Arab weddings are renowned for being loud, proud, and over the top. Like, when we throw a party, we really throw a party.
Call us old fashioned, but simple weddings just aren’t it. Between the loud music, the copious amounts of food, or oceans of family members that no-one realized they had, Arab weddings hit different.
If you’re single, weddings are an opportunity to dress-up, socialize, and have fun with our nearest and dearest. Or perhaps exchange sideward glances from across the party with a mysterious cutie. Who knows? The possibilities are endless.
For couples, it’s a social responsibility. If your friends are getting married, you’ve got to be there. Family members getting hitched? No excuse. Your friends or family will never let you live down the fact that you missed their special day, consistent reminders of how they came to your wedding. If you do manage to sidestep a wedding invite, please be prepared for the onslaught of questions that will quickly innondate your Whatsapp, Messenger and ears. The guilt trip is real, trust us. Nothing short of a natural disaster is a good excuse for missing a wedding.
Or maybe (like us), you attend the wedding, feeling awkward with the rising social pressure, and are positively dreading the next round of ‘3ukbalik’. Yes, for some of us there is nothing on this planet more anxiety inducing than attending large social gatherings, and Arab weddings are quite literally the pinnacle of stress.
With this in mind we explore the pros and cons of Arab weddings.
It’s another excuse to socialize
POV: everyone looks great, the weather is good, and you’re sitting in a beautiful place, surrounded by beautiful people.
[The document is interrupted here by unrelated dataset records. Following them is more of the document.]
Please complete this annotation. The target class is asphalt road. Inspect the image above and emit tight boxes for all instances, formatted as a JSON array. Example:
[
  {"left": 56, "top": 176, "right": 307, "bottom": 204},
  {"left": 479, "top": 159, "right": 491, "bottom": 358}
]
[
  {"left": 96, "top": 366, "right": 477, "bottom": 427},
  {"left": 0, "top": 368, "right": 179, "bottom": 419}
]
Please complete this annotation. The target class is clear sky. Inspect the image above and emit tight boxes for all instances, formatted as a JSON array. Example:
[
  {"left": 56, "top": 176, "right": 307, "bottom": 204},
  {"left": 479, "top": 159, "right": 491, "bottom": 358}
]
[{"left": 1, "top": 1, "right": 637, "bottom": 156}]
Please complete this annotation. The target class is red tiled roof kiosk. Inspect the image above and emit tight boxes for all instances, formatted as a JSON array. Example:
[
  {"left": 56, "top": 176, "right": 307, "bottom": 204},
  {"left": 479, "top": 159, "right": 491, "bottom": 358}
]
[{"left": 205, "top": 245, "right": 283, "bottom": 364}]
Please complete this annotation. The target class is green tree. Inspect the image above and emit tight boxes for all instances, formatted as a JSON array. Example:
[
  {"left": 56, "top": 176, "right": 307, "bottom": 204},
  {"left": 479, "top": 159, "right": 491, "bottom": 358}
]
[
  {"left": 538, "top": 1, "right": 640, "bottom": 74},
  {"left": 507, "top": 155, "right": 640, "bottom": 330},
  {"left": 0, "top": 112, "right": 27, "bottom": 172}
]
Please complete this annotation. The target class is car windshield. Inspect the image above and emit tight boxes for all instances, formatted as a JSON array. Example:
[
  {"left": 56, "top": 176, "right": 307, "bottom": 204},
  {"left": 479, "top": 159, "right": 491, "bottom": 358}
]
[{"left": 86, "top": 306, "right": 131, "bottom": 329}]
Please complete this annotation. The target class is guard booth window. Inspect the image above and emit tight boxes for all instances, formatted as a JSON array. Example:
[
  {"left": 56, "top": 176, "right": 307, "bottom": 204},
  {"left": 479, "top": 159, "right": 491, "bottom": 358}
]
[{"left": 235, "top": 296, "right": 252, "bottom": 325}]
The pepsi is flowing, the DJ is spinning some incredible tunes. It’s practically a nightclub, but with better service. There’s quite literally hundreds of photos being taken, your phone is exploding with IG tagged photo notifications. You feel good about yourself, maybe for the first time in a long time, until next week’s wedding of course.
We get to dress up
Because we’re not just going to go in standard attire. We wouldn’t be seen dead in a dress that we wore to last year’s wedding. Yup, it’s time to dust off the credit card and go on a shopping spree, because it’s all for a good occasion right? Alternatively, if we’re going to do this properly, we get a dress made. Queue the hours selecting material, the days of fittings, refittings and subsequent adjustments. But it’s totally worth it for ‘Mashallah’ count. Just providing we don’t out dress the bride, or bridesmaids.
Literally everyone has moves, and we mean everyone. Tant is throwing shapes that you never even knew existed. Baba has assumed the standard open palm clap, or maybe the experimental lapel grab and hip-shake. Dabke masters assemble in lines. It’s no exaggeration: every single person at the party must dance, regardless of age, gender or disposition towards dancing. Protip, ladies its time to dust off some of those classy Samia Gamal moves you’ve been practicing in anticipation for the occasion. Guys, nothing says ‘stay away’ more than relentless Chaabi moves, please exercise with caution.
Some of us can think of absolutely nothing worse than large social gatherings, especially one populated by our close friends and family. If that wasn’t bad enough, mabrook, you’re also now in a situation where you’re forced to speak to new people. Peak levels of pressure ensue when asked ‘Inte bint meen?’, or the classic ‘3ukbalak’ or even the ‘My son’s a doctor’, all of the above make us wish we could just disappear into the smoke and cake filled darkness. But there’s no escape. At least not until 2am.
Catching feels from the wedding
We’ve all been there. One of your closest school friends is getting hitched. Everyone’s emotional. You shed a tear during the first dance, spoiler alert – it’s not ‘El3ab Yala’. Perhaps using that emotion as a trigger to reassess your life’s priorities isn’t the best move. That person you’re going to see for a couple of months after, before deciding to propose isn’t her/him… Take our word for it.
For those of us who are outgoing, wedding FOMO is real. We want to be everywhere, sitting at the couples table, sitting at the singles, greeting everyone we possibly can in the shortest amount of time. For some of us, weddings are essentially a networking event. But, with a cake filled twist. Don’t over stretch yourself, protect your energy. Who knows when the next wedding might take place? You couldn’t miss the opportunity, have fun, but not too much, you need to be on your A-game for the next wedding.